Harkness is the way of teaching here at Phillips Exeter. This is one of the unique features of Exeter. Such method is new to some students and it takes time to adjust to the way of discussion-based classes.

The Harkness table, Harkness method, or Harkness discussion, is a teaching and learning method involving students seated around a large, oval table to discuss ideas in an encouraging, positive and open-minded environment with little teacher’s intervention.

Harkness tables are not only used in PEA, but also in other private boarding schools such as Milton Academy, Phillips Andover Academy,  Deerfield Academy, and Choate Rosemary Hall, among others.

Exeter Summer session is almost half way through and students are gradually getting used to discussions, spreading ideas and making comments to each other.

Madeline Sloan is one of the four Australian students of Phillips Exeter Summer 2017. Age 14, she has been to the U.S multiple times. Every time it takes 24 hours of flight from Sydney, Australia, to the U.S. Harkness was completely new to her. In Australia, classes are lecture-based rather than discussion based.

It gave her the opportunity to communicate with classmates and teachers. She said she wasn’t used to it at first. But after a little while, once she got used to it, it felt comfortable and nice. “Harkness is really great because it is really interesting to learn off everyone else and be able to share and compare knowledge,” said Madeline, “And while it was hard to adjust at first I am now becoming more used to talking and participating.” 

She also said that her favorite class was politics because it’s a great opportunity to talk to people with different and diverse political views coming from different backgrounds. Meanwhile, it is challenging for her to think on a deep level about political issues. “Also, it’s cool because we don’t have any politics classes or anything similar in Australia,” said Madeline.

Andy Chang is 17 years old from New Jersey. He mentioned that in his school, lessons are taught mainly by lecture rather than discussion. Harkness is different from the way normal teachers teach where he lives. Right now, discussion is the way of learning for him. He said that in his leadership class he was able to expand his horizons and concepts when understanding the meaning of leadership.

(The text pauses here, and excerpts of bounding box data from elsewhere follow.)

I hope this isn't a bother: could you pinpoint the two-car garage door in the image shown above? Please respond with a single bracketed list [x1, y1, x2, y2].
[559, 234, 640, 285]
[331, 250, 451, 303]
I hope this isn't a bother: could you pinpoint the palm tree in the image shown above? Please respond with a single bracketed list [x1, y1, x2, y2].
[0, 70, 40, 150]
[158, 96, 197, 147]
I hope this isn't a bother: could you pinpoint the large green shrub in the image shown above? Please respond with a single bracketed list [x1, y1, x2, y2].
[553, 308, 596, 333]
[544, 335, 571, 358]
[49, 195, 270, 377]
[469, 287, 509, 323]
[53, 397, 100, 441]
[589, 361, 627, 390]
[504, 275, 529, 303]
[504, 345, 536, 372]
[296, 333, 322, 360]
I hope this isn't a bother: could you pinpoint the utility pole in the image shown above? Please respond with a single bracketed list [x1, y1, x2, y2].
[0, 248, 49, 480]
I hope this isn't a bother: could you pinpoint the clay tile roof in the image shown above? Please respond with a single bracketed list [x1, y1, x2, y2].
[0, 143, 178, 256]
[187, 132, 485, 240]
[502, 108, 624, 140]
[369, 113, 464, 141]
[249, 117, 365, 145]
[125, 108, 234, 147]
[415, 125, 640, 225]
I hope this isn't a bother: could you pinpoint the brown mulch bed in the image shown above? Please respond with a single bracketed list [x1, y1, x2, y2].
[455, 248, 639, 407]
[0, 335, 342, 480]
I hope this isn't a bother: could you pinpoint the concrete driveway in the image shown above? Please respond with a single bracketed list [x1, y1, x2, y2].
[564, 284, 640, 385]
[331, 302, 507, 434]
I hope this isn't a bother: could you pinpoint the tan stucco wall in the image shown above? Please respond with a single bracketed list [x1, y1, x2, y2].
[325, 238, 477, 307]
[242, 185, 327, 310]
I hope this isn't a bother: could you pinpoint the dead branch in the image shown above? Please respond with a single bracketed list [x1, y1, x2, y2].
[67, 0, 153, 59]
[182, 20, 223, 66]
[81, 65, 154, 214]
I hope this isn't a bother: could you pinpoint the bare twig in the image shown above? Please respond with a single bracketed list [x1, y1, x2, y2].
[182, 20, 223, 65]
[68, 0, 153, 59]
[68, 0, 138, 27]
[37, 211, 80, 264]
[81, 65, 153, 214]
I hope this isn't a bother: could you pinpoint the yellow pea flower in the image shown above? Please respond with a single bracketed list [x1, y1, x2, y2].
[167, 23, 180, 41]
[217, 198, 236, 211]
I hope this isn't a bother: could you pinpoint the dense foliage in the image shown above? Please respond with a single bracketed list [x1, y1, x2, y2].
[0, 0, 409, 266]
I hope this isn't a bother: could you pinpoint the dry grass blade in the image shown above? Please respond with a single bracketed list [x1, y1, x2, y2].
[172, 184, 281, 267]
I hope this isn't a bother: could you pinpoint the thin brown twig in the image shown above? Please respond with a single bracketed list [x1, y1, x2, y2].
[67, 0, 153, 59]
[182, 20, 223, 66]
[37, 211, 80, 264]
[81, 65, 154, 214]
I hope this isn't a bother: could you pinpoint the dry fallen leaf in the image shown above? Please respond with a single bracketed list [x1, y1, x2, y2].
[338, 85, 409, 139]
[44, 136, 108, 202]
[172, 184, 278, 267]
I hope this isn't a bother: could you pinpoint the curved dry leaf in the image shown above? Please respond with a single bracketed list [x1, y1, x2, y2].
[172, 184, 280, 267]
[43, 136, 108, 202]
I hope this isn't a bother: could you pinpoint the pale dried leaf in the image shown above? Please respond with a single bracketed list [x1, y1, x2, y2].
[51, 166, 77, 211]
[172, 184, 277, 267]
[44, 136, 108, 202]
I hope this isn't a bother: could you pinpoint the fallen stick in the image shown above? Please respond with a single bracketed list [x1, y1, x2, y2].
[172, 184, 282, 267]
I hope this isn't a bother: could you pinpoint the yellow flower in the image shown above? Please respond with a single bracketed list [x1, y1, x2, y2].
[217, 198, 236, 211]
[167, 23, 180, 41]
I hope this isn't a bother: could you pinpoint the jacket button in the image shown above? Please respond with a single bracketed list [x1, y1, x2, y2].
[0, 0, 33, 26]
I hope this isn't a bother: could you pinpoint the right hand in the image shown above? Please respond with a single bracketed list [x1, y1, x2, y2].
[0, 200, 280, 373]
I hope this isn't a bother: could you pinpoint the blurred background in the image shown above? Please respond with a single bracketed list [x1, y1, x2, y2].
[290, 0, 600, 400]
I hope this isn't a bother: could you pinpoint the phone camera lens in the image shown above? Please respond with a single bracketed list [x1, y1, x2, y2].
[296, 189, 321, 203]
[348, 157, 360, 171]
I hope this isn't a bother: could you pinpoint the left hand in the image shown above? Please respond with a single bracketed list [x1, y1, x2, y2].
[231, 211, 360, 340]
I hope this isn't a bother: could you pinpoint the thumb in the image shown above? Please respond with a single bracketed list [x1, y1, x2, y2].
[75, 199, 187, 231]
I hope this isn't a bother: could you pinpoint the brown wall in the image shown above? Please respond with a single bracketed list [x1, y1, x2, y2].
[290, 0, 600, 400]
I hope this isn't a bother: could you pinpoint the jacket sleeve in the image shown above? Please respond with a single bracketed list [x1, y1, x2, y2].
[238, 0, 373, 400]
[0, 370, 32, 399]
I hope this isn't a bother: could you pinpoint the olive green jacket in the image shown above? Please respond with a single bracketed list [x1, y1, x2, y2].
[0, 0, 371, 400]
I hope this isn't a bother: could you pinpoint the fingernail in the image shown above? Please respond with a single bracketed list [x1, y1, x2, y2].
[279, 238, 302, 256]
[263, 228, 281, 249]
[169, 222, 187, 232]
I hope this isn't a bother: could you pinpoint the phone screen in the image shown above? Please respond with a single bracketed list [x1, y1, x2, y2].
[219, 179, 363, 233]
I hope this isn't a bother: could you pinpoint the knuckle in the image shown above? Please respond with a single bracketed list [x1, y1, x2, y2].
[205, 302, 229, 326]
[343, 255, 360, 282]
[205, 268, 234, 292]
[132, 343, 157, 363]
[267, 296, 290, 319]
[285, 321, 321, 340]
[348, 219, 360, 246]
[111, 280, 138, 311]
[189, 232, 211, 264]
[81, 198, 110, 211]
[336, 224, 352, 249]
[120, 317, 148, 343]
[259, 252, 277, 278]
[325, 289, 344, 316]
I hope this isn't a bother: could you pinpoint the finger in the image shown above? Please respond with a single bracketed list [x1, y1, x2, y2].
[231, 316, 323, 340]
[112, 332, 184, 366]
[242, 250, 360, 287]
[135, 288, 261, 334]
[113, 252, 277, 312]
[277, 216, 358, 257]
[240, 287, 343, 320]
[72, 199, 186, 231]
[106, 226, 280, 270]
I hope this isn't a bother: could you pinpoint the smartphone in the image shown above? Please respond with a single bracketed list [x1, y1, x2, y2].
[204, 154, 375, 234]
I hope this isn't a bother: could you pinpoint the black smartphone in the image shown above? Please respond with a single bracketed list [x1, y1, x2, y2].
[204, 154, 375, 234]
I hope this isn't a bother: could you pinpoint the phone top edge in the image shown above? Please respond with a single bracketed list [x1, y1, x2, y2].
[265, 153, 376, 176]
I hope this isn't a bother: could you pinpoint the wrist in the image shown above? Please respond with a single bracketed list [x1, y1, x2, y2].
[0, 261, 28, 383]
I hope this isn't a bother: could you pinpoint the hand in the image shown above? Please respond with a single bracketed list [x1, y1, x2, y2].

Such method enabled him to create new ideas and promote positivity. At first, he was challenged by this new method too. He’s outspoken, and able to contribute in different environments. In some classes of his, according to Andy, students are quieter and he has the responsibility to provoke a conversation. From a small area in New Jersey, he has the chance to meet more people from different backgrounds and religions here at Exeter both through classes and free time. For him personally, this is an opportunity to enjoy the positive energies in classes. “Culture is what expands horizons that creates tomorrow,” said Andy, “ Within learning about others from other regions of the world sparks individuality and creativity.”

Chris Papachristodoulou is 16 years old from Greece. According to him, he was taught differently and Harkness is an interesting approach. He doesn’t really know how Harkness works in sciences and math because these subjects are based on facts. But subjects like economics are perfect because they provoke thoughts and ideas. It is challenging for him because he has to find the right thing to say in class—things that are contributing to the conversation. It’s important for him to come to class prepared with discussions.

Haden Smith, Age 16, is from North Carolina. He got used to the Harkness method by listening to others who grasp the ideas. Slowly, he worked himself in and gave input to the conversation. According to Haden, on one hand, Harkness is interesting. On the other hand, if he comes to class unprepared, it would be a lot more difficult. “Exeter is very unique because it brings out the best in people, “ said Haden, “Even though we come from multiple parts of the world, religions, and social classes, under the same program, we can all be united. Free free from labels and other such things.”

Indeed, Harkness is an innovative way of teaching compared to the traditional lecture-based method. Each has its own advantages. But what makes Exeter unique is that everyone can contribute to the table, and be treated the same. Students feel free to express their own thoughts such that new ideas, concepts and bonds will then be created.